With zoning decisions subject to voting by city residents, the message we send as a community is that, regardless of how well a business may comply with the already rigorous requirements of the development process, it might still be challenged at the ballot box. That may lead to the business also having to wage a full-blown political campaign to convince city residents that what it wants to do in a particular location is good for everyone.
A business like Brady, which has already invested close to $300,000 and three years in trying to get this project off the ground, would likely decide to not take the risk in the first place — opting instead to take its jobs and capital investment elsewhere.
There are even broader implications for any effort to plan for community growth if petitions that designate zoning are allowed to continue.
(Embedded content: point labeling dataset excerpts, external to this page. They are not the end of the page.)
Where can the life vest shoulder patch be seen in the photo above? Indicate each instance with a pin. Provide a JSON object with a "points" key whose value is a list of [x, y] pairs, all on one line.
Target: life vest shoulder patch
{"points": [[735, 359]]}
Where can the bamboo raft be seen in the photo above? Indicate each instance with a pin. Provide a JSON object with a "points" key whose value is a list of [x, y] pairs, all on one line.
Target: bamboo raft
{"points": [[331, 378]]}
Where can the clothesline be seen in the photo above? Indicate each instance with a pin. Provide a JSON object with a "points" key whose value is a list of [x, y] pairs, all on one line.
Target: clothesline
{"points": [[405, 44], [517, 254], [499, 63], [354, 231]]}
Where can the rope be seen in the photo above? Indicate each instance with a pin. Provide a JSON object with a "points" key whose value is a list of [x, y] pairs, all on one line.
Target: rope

In recent “Listening to Business” interviews with the private sector, “community-wide planning efforts” were identified as a major concern. That is not surprising in light of how much money these companies have invested in the Grand Valley.
Defining how the community grows, where it intends to put future industrial, commercial and residential uses and where the public sector’s future investment in infrastructure is placed are the goals of the city’s comprehensive planning process. Being able to rely on the roadmap that emerges from this process will be seriously jeopardized if a group of neighborhood residents, affected by the “Not in My Backyard” syndrome — or NIMBY— chooses to ask voters to overturn such community plans. Indeed, in the Brady case, the land was zoned heavy industrial when it was in the county and shown as industrial in the current city growth plan and the most recent draft of the comprehensive plan.
Our government structure already has a series of checks and balances in place to ensure fairness in decision making by our elected leaders. If one thinks there has been a miscarriage of justice in a zoning dispute, there is the option to appeal the decision through the court system. If one dislikes the decisions of elected leaders then the option already exists to recall them or elect new ones at the next regularly scheduled election.
But asking voters to decide such matters adds an element of uncertainty and discourages community planning and business investments during a time when we are in particular need of both.
Diane Schwenke is president and CEO of the Grand Junction Area Chamber of Commerce. On behalf of the chamber, she recently filed a protest over the citizens’ petitions regarding the Brady Trucking decision.